My son is in Istanbul this week, researching his honors thesis before his senior year of college starts up in the fall, with the crazy wonderfulness of young people who don't know any limits to their energy. Istanbul is one of my favorite cities, and given my personal mission to embrace and embody cultural mash-ups, it's almost the perfect place for me.
I'm pleased and proud that even without any prodding on my part, my children have taken up the call for diversity in its ultimate form: diversity where it's hard to tell where one thing stops and another begins. One might argue that a call to prayer is the ultimate request for submission to someone's personal vision of God. I don't hear this when I listen to these beautiful calls. I don't hear a voice that is narrow, that asks me to become one thing, that asks me to stifle all that I am.
In Istanbul, one is able to see both Asia and Europe, where they blend, and where they separate. In the above video, there are two mosque calls happening simultaneously, one in Asia, one in Europe. I would love for you, my reader, to extrapolate just a bit further. You may not be Asian or European or even American…this is where the internet is incredible, because my audience is the world but this tool allows me to speak personally to each and every one of my visitors. But regardless of your ethnicity or religion or interests, imagine a way of being where you do not have to deny any part of what you are, but are welcome with the mash-up of ALL of what you are.
That's exactly what I am and what I look for, each and every moment.
Here's a wonderful travelogue through the different calls to prayer at different Turkish mosques, not recorded by my son (whose project has nothing to do with mosques!) but is fabulous anyway.
I really enjoyed this post.
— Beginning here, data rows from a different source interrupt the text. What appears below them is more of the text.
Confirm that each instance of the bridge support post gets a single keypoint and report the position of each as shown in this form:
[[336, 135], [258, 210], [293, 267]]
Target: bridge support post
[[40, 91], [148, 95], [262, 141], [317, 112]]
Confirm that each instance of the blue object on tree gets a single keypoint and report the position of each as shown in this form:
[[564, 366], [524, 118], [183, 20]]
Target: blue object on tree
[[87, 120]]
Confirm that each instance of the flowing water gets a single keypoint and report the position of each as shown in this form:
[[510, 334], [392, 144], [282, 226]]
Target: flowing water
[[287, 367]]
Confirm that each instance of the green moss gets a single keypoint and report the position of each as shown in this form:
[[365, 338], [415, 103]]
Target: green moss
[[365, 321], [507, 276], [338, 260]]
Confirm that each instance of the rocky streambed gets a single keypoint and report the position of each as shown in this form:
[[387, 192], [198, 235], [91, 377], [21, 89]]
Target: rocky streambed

I also visited Istanbul and other parts of Turkey as a research student. I remember being woken at dawn on my first morning having no clue what the call was. It was sort of terrifying to hear it coming from all directions. I grew to love it though. Instanbul is a fascinating city. I’d love to go back.
Thanks for this great anecdote! The call to prayer is different from mosque to mosque, but I’ve noticed that they are even more distinctively different from country to country. I wish I had recorded the call to prayer in Riyadh, Saudi Arabia. It was very severe, as befits that landscape and their fundamentalist beliefs. It was beautiful, but in the way that a harsh climate is beautiful. I love Istanbul, too, and would love to go back!